Discursive Power of Digital Culture in Times of Crisis: Russo-Ukrainian War and ist Symbolic Representations

Russia’s War of aggression is not only a brutal attempt to conquer a new territory by invading a sovereign state, it is also an information war. The war has become content that flows across every platform at once (Chayka 2022). This first “TikTok war” or this “First Social Media War” has many innovative forms of informing and narrating the wartime experiences which reshapes our understanding of Ukrainians and Ukraine as a nation. While the academia focuses rightly on the war and its multiple consequences for Ukraine and the world, it is also necessary to study the responses of the popular culture as an important conduit of the way the local and global community makes sense of the recent events in Ukraine.
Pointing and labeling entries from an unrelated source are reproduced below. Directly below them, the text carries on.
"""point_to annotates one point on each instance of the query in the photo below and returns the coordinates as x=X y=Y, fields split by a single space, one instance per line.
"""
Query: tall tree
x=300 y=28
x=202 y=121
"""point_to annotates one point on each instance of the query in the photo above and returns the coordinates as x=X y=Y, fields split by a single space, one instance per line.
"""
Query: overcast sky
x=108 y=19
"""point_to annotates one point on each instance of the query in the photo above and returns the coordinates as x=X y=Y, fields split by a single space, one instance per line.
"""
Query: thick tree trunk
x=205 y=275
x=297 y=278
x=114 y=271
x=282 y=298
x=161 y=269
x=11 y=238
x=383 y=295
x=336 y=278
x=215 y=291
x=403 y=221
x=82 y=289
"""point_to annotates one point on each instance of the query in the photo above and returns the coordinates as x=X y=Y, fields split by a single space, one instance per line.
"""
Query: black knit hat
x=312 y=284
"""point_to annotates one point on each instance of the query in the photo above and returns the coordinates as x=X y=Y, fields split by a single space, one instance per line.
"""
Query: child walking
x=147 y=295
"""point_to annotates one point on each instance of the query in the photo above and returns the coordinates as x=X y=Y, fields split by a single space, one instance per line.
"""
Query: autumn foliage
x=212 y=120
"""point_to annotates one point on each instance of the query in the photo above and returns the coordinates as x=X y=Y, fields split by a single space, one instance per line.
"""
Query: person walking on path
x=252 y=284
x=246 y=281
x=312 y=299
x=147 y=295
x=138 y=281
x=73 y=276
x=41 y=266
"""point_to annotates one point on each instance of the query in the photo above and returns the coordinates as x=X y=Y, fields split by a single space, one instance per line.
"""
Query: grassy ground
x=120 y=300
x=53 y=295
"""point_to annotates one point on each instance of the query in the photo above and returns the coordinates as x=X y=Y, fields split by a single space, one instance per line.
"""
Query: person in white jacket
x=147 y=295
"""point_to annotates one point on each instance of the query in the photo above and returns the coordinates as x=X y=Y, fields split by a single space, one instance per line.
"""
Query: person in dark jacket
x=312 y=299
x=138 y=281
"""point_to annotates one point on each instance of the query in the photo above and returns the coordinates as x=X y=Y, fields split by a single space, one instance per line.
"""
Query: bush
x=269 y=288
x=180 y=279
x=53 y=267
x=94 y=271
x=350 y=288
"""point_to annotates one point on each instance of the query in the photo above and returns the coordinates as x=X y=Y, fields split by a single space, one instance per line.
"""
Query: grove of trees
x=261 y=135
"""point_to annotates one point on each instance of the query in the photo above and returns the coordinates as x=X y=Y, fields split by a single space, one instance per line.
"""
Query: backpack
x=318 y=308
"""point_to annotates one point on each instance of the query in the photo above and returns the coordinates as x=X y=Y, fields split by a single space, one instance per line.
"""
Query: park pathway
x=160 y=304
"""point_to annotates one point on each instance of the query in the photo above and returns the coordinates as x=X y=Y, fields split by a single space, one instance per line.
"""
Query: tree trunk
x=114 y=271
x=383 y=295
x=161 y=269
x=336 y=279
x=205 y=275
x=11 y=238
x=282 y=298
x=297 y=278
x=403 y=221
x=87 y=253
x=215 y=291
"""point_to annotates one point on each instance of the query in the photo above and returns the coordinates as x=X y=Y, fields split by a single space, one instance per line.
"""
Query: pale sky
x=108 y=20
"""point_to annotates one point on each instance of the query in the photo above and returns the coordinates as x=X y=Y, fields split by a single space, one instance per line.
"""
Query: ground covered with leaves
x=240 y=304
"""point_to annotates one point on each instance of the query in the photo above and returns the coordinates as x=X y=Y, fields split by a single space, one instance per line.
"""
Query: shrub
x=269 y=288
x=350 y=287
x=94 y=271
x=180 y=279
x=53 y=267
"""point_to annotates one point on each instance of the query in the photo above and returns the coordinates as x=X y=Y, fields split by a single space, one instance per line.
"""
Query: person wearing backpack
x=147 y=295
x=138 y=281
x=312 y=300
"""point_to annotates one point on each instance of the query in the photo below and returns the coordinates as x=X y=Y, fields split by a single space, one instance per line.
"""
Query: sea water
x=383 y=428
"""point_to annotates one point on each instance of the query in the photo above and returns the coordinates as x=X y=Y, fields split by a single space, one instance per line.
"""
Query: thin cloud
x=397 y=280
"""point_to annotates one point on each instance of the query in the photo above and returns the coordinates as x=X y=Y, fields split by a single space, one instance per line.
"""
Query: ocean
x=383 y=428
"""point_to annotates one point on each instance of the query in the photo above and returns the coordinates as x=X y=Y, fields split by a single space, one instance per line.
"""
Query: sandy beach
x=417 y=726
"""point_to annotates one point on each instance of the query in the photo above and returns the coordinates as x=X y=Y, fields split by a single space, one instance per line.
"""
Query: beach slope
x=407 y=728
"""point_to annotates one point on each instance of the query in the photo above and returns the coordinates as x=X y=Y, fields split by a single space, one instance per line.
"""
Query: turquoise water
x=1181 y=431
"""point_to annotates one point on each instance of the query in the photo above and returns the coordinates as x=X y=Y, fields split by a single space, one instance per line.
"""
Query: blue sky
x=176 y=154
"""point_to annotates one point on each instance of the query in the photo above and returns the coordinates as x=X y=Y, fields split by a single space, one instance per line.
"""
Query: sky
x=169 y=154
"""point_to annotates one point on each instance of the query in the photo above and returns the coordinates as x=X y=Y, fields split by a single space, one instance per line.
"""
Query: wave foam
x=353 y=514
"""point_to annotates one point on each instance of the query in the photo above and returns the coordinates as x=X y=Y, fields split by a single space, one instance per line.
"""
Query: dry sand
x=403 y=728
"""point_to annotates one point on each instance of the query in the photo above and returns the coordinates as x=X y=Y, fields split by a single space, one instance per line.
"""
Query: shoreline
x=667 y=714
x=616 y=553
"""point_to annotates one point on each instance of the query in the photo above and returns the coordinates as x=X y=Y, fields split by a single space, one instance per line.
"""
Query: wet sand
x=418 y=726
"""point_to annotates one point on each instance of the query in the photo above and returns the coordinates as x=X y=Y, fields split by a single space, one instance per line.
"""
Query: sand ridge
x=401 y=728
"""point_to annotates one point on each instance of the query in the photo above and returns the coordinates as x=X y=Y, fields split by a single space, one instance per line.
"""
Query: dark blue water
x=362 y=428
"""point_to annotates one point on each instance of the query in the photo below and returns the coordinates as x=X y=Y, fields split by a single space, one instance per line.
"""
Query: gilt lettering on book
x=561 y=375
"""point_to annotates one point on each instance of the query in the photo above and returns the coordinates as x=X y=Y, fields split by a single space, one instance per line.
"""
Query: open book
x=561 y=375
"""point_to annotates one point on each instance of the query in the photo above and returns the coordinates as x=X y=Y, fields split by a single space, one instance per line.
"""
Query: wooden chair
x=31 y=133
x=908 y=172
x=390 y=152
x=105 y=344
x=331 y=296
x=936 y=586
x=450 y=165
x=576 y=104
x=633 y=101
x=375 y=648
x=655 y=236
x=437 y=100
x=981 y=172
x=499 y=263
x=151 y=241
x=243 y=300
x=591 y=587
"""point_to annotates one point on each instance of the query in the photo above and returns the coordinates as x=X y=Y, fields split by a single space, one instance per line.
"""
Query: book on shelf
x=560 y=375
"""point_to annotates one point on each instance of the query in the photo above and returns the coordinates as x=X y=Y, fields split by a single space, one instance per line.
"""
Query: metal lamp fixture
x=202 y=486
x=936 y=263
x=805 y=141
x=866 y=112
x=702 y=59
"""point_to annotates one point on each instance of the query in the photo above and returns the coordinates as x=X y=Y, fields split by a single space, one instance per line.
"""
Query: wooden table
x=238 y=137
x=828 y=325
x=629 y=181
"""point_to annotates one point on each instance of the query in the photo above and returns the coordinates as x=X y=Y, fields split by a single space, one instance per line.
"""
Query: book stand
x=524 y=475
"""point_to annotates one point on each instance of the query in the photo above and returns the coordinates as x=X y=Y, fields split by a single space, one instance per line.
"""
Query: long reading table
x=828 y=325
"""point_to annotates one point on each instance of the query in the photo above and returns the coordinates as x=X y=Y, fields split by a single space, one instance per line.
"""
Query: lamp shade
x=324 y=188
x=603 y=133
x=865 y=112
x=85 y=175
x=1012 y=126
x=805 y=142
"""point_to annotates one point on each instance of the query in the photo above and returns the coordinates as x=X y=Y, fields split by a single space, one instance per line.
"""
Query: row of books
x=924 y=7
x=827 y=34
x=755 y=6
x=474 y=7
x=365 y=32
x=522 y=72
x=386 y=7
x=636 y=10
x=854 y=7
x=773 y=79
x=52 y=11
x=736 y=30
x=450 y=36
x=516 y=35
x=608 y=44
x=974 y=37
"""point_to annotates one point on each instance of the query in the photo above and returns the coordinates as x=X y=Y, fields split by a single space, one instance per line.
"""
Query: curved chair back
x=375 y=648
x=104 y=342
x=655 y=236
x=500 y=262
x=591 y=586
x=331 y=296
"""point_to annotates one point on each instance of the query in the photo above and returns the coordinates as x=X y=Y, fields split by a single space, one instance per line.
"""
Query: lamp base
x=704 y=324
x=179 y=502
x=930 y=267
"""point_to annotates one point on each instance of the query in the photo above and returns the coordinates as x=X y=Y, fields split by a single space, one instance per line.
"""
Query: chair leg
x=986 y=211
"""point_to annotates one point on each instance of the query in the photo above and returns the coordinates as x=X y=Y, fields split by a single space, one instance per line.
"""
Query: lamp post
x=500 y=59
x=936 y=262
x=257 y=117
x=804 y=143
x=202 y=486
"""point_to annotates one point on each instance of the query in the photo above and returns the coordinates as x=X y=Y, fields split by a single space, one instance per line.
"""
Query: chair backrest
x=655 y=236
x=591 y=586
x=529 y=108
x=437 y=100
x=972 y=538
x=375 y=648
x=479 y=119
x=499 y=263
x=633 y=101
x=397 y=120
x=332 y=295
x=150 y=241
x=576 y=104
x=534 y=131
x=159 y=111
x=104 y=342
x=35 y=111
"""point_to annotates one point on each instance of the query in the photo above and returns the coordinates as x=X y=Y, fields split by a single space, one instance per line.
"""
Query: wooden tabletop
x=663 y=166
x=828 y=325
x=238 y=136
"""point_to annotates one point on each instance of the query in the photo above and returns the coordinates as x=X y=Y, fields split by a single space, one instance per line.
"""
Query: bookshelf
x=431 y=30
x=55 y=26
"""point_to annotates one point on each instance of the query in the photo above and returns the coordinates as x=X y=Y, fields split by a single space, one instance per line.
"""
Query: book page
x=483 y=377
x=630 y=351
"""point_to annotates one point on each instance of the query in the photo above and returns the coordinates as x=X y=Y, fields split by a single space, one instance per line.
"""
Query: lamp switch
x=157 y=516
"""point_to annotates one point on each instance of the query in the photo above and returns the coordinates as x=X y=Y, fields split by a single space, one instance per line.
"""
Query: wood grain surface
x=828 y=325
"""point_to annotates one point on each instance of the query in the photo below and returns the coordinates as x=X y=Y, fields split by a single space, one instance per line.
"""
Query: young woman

This project seeks to understand the role of digital culture in the construction of the information war strategies and is focused on the visual productions triggered by Russo-Ukrainian war since 2014. It seeks to analyze the semiotic, ideological and intertextual potential of visual productions such as cartoons, memes, posters and other digital art to reveal its discursive power in Ukrainian and Russian society as well as personal, social, and cultural impact of this cultural practice in times of war. The relevance of the project consists of the possibility to use the findings of the study to deepen the knowledge on how ideology is propagated through digital popular culture, how public opinion is formed and re-shaped by visual cultural practices, and to implement different educational projects to increase public awareness of the discursive powers of visuals as well as critical thinking of internet users.

2022-23

Borders, Maps and Identities: Narrating and Living in the Russo-Ukraine War

Needless to say, the current Russo-Ukraine War is not only an act of physical aggression against a sovereign state; it is also an information war that goes beyond the battlefield and individual experiences and is broadcasted and processed live by millions on social media. As a Prisma Ukraïna fellow, Alina Mozolevska will focus on multimodal media discourses to define the main narratives that mobilize people in Ukraine and change the way that the Ukrainian nation and Ukrainian identity are thought of and perceived. She will study the mechanism of the medialization of key events of Russia’s war in Ukraine in hybrid media spaces and the ways they are mythologized in Ukrainian society. The project seeks to understand how new war narratives are created, told, and consumed in old and new media, and how stories of displacement, violence, loss, and resistance are transformed into wartime folklore, become a part of national self-identification, and are integrated into the process of coping with the new reality and the recognition of collective trauma. Using methods from literary studies, discourse analysis, and border studies, the project will analyze the relationship between facts and collective imagination in the construction of new myths and their mobilization potential, as well as define the role of these new war narratives in sharing the experience of living through the war.